"Quand les noms ne sont pas corrects, le langage est sans objet. Quand le langage est sans objet, les affaires ne peuvent être menées à bien."
Confucius XIII-3
Après avoir qualifié d’ «idiotie» l’initiative de l'Ecole des beaux-arts, le ministre de la culture Frédéric Mitterrand a demandé samedi 13 février que l’on raccroche l'oeuvre de l'artiste chinoise Ko Siu Lan, retirée mercredi dernier de la façade de l'établissement, au prétexte qu'elle pouvait porter "atteinte à la neutralité du service public". Des étudiants ont réclamé la démission du directeur de l'école, évoquant "une autocensure inquiétante". Quant à Bertrand Delanoë, maire de Paris, il s’est dit "consterné" par l’affaire et a proposé à l'artiste que son oeuvre soit ensuite exposée au "104", lieu culturel appartenant à la ville qui est à la recherche d'un second souffle.
L’"œuvre d'art" en question (photos ci-dessus) consiste en deux banderoles verticales noires où figurent, en blanc et en lettres majuscules, les mots "gagner" et "plus" d’un côté, "travailler" et "moins" de l’autre. Elle représenterait une (profonde) réflexion de l’artiste à propos d’un célèbre slogan présidentiel…
L’étonnant dans cette histoire n’est pas l’autocensure pratiquée par l’École des Beaux-Arts, somme toute assez banale dans le contexte politique actuel. L’étonnant est que personne -ni le ministre de la Culture, ni le directeur de l’école du quai Malaquais, ni les étudiants de la dite école, ni bien évidemment les médias- n’ait songé un seul instant que les bannières en question auraient effectivement dû être retirées -ou mieux, n'auraient jamais dû être accrochées-: non pas pour leur insolence vis-à-vis du chef de l’État, mais pour la simple raison qu’elles ne peuvent en aucune façon être considérées comme une œuvre d’art.
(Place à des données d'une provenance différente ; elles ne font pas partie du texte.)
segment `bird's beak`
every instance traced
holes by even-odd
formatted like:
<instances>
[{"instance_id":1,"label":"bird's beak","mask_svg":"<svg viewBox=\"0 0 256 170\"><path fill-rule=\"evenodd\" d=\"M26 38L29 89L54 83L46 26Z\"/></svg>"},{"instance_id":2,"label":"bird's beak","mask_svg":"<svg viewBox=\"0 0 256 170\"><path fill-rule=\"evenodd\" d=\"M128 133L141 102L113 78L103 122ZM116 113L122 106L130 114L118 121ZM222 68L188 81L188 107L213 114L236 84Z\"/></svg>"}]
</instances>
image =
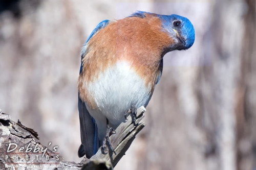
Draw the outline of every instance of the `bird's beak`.
<instances>
[{"instance_id":1,"label":"bird's beak","mask_svg":"<svg viewBox=\"0 0 256 170\"><path fill-rule=\"evenodd\" d=\"M175 30L174 29L173 29L173 30L176 33L177 38L178 38L178 40L179 40L179 41L180 41L180 42L182 44L182 45L183 45L184 46L186 45L186 41L182 37L181 37L180 36L180 34L179 34L179 33L178 32L178 31L177 31L176 30Z\"/></svg>"}]
</instances>

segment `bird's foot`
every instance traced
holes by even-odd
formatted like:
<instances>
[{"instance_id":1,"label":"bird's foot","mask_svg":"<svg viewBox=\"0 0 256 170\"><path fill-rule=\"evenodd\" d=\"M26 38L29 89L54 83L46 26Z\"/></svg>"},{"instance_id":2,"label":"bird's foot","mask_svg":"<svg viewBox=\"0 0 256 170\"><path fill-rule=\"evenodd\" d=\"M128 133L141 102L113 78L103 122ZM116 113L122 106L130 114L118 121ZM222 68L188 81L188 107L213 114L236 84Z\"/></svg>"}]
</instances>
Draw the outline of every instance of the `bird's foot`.
<instances>
[{"instance_id":1,"label":"bird's foot","mask_svg":"<svg viewBox=\"0 0 256 170\"><path fill-rule=\"evenodd\" d=\"M109 145L109 147L110 148L110 149L112 151L112 152L115 154L116 152L115 152L115 150L114 150L114 148L113 148L112 144L111 144L111 142L110 141L110 135L112 134L115 134L116 133L116 131L115 130L112 128L110 128L109 125L109 120L107 119L106 119L106 136L104 138L103 141L102 141L102 146L101 147L101 149L103 150L104 151L106 151L106 142Z\"/></svg>"},{"instance_id":2,"label":"bird's foot","mask_svg":"<svg viewBox=\"0 0 256 170\"><path fill-rule=\"evenodd\" d=\"M137 119L137 107L134 106L132 106L131 109L128 109L124 112L124 117L127 120L127 116L129 113L131 113L132 116L132 123L133 123L134 126L137 125L135 123Z\"/></svg>"}]
</instances>

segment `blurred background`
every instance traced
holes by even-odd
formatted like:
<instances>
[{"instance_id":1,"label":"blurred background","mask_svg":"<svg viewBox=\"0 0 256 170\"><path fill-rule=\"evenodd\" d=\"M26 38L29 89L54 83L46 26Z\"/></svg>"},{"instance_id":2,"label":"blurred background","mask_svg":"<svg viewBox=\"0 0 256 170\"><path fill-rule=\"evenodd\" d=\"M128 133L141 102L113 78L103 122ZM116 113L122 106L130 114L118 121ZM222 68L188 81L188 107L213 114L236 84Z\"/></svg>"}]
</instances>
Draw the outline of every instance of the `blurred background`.
<instances>
[{"instance_id":1,"label":"blurred background","mask_svg":"<svg viewBox=\"0 0 256 170\"><path fill-rule=\"evenodd\" d=\"M101 21L136 10L187 17L196 41L164 57L147 125L115 169L256 169L253 0L1 0L0 108L80 162L81 47Z\"/></svg>"}]
</instances>

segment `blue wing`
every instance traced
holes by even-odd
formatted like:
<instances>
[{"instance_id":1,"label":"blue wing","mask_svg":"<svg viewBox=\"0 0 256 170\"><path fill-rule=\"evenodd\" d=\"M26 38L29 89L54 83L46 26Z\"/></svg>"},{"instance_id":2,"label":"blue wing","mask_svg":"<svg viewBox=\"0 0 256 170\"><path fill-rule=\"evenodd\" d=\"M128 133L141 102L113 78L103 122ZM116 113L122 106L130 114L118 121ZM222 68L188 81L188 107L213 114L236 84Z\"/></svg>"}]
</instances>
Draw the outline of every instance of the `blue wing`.
<instances>
[{"instance_id":1,"label":"blue wing","mask_svg":"<svg viewBox=\"0 0 256 170\"><path fill-rule=\"evenodd\" d=\"M109 20L105 20L99 23L89 36L84 46L92 37L100 30L108 26ZM83 49L84 49L83 47ZM81 58L86 54L86 49L82 50ZM82 63L81 62L80 73L82 70ZM78 111L79 112L80 131L81 141L82 144L78 149L78 156L81 157L84 155L88 158L91 158L97 153L99 148L99 140L98 139L98 128L95 120L92 117L86 108L84 102L83 102L78 94Z\"/></svg>"},{"instance_id":2,"label":"blue wing","mask_svg":"<svg viewBox=\"0 0 256 170\"><path fill-rule=\"evenodd\" d=\"M78 156L84 155L90 158L97 153L98 146L98 128L94 119L90 115L84 102L78 99L80 132L82 144L78 149Z\"/></svg>"},{"instance_id":3,"label":"blue wing","mask_svg":"<svg viewBox=\"0 0 256 170\"><path fill-rule=\"evenodd\" d=\"M96 27L94 29L94 30L93 30L93 32L91 33L91 35L89 36L89 37L87 39L87 41L86 41L86 42L84 43L84 45L83 45L83 47L82 49L84 48L84 46L86 45L86 44L91 39L91 38L92 38L92 37L93 37L93 36L94 35L95 35L96 34L97 34L100 30L101 30L101 29L104 28L105 27L106 27L106 26L108 26L109 25L109 22L110 22L110 20L108 20L108 19L104 20L100 22L96 26ZM82 50L82 52L81 53L81 59L83 58L83 56L84 56L84 55L86 55L86 50ZM81 66L80 67L80 72L79 72L79 74L80 74L81 72L82 71L82 63L81 62Z\"/></svg>"},{"instance_id":4,"label":"blue wing","mask_svg":"<svg viewBox=\"0 0 256 170\"><path fill-rule=\"evenodd\" d=\"M157 75L157 81L156 82L156 84L158 83L158 82L160 81L160 79L161 79L161 77L162 76L162 72L163 72L163 59L162 59L162 60L160 61L160 63L159 65L159 67L158 68L158 75Z\"/></svg>"}]
</instances>

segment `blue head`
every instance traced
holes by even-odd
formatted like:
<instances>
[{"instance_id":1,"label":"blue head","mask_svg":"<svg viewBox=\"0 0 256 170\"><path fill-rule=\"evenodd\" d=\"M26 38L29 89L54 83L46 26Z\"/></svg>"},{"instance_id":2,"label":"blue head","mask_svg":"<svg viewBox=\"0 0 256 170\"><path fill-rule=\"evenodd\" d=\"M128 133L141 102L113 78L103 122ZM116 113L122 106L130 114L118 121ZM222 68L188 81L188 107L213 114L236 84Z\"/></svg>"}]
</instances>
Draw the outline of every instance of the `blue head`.
<instances>
[{"instance_id":1,"label":"blue head","mask_svg":"<svg viewBox=\"0 0 256 170\"><path fill-rule=\"evenodd\" d=\"M173 14L158 15L162 21L164 31L166 31L176 41L175 46L170 47L172 50L187 50L193 45L195 41L195 29L187 18Z\"/></svg>"}]
</instances>

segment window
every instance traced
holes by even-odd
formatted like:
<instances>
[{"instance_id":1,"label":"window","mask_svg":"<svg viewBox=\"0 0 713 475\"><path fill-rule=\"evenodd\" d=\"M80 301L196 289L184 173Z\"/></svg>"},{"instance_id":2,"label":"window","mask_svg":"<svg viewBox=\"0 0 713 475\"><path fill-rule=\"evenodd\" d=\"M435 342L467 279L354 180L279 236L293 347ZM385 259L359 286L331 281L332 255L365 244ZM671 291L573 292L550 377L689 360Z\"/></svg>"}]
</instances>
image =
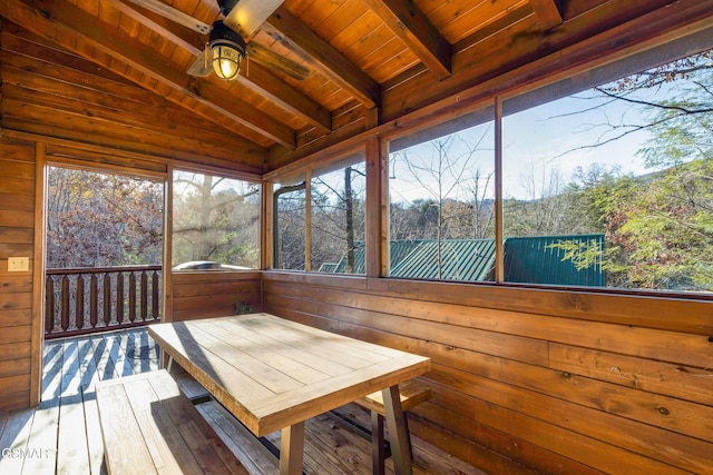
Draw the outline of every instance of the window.
<instances>
[{"instance_id":1,"label":"window","mask_svg":"<svg viewBox=\"0 0 713 475\"><path fill-rule=\"evenodd\" d=\"M492 280L492 110L390 144L390 275ZM458 130L451 132L451 130Z\"/></svg>"},{"instance_id":2,"label":"window","mask_svg":"<svg viewBox=\"0 0 713 475\"><path fill-rule=\"evenodd\" d=\"M312 177L312 269L364 274L367 175L363 157Z\"/></svg>"},{"instance_id":3,"label":"window","mask_svg":"<svg viewBox=\"0 0 713 475\"><path fill-rule=\"evenodd\" d=\"M295 180L296 181L296 180ZM305 270L306 184L279 184L274 191L276 269Z\"/></svg>"},{"instance_id":4,"label":"window","mask_svg":"<svg viewBox=\"0 0 713 475\"><path fill-rule=\"evenodd\" d=\"M364 274L363 154L332 160L310 176L275 185L273 267Z\"/></svg>"},{"instance_id":5,"label":"window","mask_svg":"<svg viewBox=\"0 0 713 475\"><path fill-rule=\"evenodd\" d=\"M706 51L506 102L506 280L713 290L712 90Z\"/></svg>"},{"instance_id":6,"label":"window","mask_svg":"<svg viewBox=\"0 0 713 475\"><path fill-rule=\"evenodd\" d=\"M218 176L175 171L175 270L260 266L260 187Z\"/></svg>"}]
</instances>

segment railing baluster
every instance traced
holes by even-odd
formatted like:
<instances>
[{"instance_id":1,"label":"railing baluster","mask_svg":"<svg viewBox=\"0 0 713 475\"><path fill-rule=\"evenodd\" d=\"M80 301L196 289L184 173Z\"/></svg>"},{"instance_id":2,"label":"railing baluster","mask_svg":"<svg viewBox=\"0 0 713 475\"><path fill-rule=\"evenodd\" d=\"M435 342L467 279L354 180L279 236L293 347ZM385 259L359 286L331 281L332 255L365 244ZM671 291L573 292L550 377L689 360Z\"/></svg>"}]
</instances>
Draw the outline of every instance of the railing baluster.
<instances>
[{"instance_id":1,"label":"railing baluster","mask_svg":"<svg viewBox=\"0 0 713 475\"><path fill-rule=\"evenodd\" d=\"M89 280L89 323L91 328L97 327L99 321L99 283L97 275L92 274Z\"/></svg>"},{"instance_id":2,"label":"railing baluster","mask_svg":"<svg viewBox=\"0 0 713 475\"><path fill-rule=\"evenodd\" d=\"M55 329L55 279L47 276L45 285L45 335Z\"/></svg>"},{"instance_id":3,"label":"railing baluster","mask_svg":"<svg viewBox=\"0 0 713 475\"><path fill-rule=\"evenodd\" d=\"M146 270L141 271L141 320L148 316L148 277Z\"/></svg>"},{"instance_id":4,"label":"railing baluster","mask_svg":"<svg viewBox=\"0 0 713 475\"><path fill-rule=\"evenodd\" d=\"M104 275L104 324L108 327L111 323L111 276Z\"/></svg>"},{"instance_id":5,"label":"railing baluster","mask_svg":"<svg viewBox=\"0 0 713 475\"><path fill-rule=\"evenodd\" d=\"M162 309L160 279L160 266L48 269L45 336L58 338L156 321ZM75 283L77 288L72 288Z\"/></svg>"},{"instance_id":6,"label":"railing baluster","mask_svg":"<svg viewBox=\"0 0 713 475\"><path fill-rule=\"evenodd\" d=\"M77 297L75 300L75 324L80 330L85 327L85 278L79 274L77 276Z\"/></svg>"},{"instance_id":7,"label":"railing baluster","mask_svg":"<svg viewBox=\"0 0 713 475\"><path fill-rule=\"evenodd\" d=\"M69 277L62 277L62 287L61 287L61 328L67 331L69 328Z\"/></svg>"},{"instance_id":8,"label":"railing baluster","mask_svg":"<svg viewBox=\"0 0 713 475\"><path fill-rule=\"evenodd\" d=\"M136 320L136 273L129 273L129 321Z\"/></svg>"},{"instance_id":9,"label":"railing baluster","mask_svg":"<svg viewBox=\"0 0 713 475\"><path fill-rule=\"evenodd\" d=\"M124 273L116 275L116 323L124 323Z\"/></svg>"}]
</instances>

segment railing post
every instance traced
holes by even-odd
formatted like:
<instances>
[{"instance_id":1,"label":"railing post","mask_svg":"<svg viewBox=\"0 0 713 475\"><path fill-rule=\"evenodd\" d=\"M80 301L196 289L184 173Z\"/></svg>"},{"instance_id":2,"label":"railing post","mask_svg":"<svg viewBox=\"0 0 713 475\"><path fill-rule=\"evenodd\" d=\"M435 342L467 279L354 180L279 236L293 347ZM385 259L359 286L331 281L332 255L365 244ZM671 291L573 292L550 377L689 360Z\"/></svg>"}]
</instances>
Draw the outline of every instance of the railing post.
<instances>
[{"instance_id":1,"label":"railing post","mask_svg":"<svg viewBox=\"0 0 713 475\"><path fill-rule=\"evenodd\" d=\"M75 324L80 330L85 327L85 278L79 274L77 276L77 300L75 301Z\"/></svg>"},{"instance_id":2,"label":"railing post","mask_svg":"<svg viewBox=\"0 0 713 475\"><path fill-rule=\"evenodd\" d=\"M146 270L141 271L141 320L148 316L148 277Z\"/></svg>"},{"instance_id":3,"label":"railing post","mask_svg":"<svg viewBox=\"0 0 713 475\"><path fill-rule=\"evenodd\" d=\"M111 276L109 273L104 274L104 325L109 326L111 323Z\"/></svg>"},{"instance_id":4,"label":"railing post","mask_svg":"<svg viewBox=\"0 0 713 475\"><path fill-rule=\"evenodd\" d=\"M124 273L116 275L116 323L124 321Z\"/></svg>"},{"instance_id":5,"label":"railing post","mask_svg":"<svg viewBox=\"0 0 713 475\"><path fill-rule=\"evenodd\" d=\"M158 317L160 316L159 314L159 308L160 308L160 304L158 301L158 270L154 270L154 274L152 275L152 281L153 281L153 298L152 298L152 316L154 317L155 320L158 319Z\"/></svg>"},{"instance_id":6,"label":"railing post","mask_svg":"<svg viewBox=\"0 0 713 475\"><path fill-rule=\"evenodd\" d=\"M89 323L91 328L97 327L99 323L99 283L97 275L92 274L89 280Z\"/></svg>"},{"instance_id":7,"label":"railing post","mask_svg":"<svg viewBox=\"0 0 713 475\"><path fill-rule=\"evenodd\" d=\"M136 271L129 273L129 321L136 321Z\"/></svg>"},{"instance_id":8,"label":"railing post","mask_svg":"<svg viewBox=\"0 0 713 475\"><path fill-rule=\"evenodd\" d=\"M48 269L45 335L57 338L158 320L160 270L160 266ZM77 288L72 288L75 284ZM99 318L104 325L99 324Z\"/></svg>"},{"instance_id":9,"label":"railing post","mask_svg":"<svg viewBox=\"0 0 713 475\"><path fill-rule=\"evenodd\" d=\"M69 277L62 276L61 286L61 328L67 331L69 328Z\"/></svg>"},{"instance_id":10,"label":"railing post","mask_svg":"<svg viewBox=\"0 0 713 475\"><path fill-rule=\"evenodd\" d=\"M55 279L47 276L45 286L45 335L55 329Z\"/></svg>"}]
</instances>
Confucius avait noté qu’une des caractéristiques des époques troublées était l’utilisation aberrante du langage. Pour lui, le premier pas vers la transformation du monde devait donc consister à "rectifier les noms", c’est-à-dire redéfinir le rapport entre les mots et les notions auxquelles ils se réfèrent. On peut s’étonner, au vu de l’effrayante confusion qui caractérise aujourd’hui le mot "art", que les esprits éclairés de l’Académie Française n’aient pas encore affronté le sujet. Tant que la signification de ce petit vocable de trois lettres ne sera pas rectifiée, les "artistes" contemporains continueront à nous prendre pour des imbéciles et à nous infliger leurs fulgurantes intuitions -qu'il s'agisse de banderoles, de langoustes géantes ou d'autres aberrations- qui décorent nos rues, nos places, nos monuments. Tout compte fait, on serait presque reconnaissant à Ko Siu Lan pour sa sobriété: après tout, elle aurait pu choisir des bannières en plastique fluo.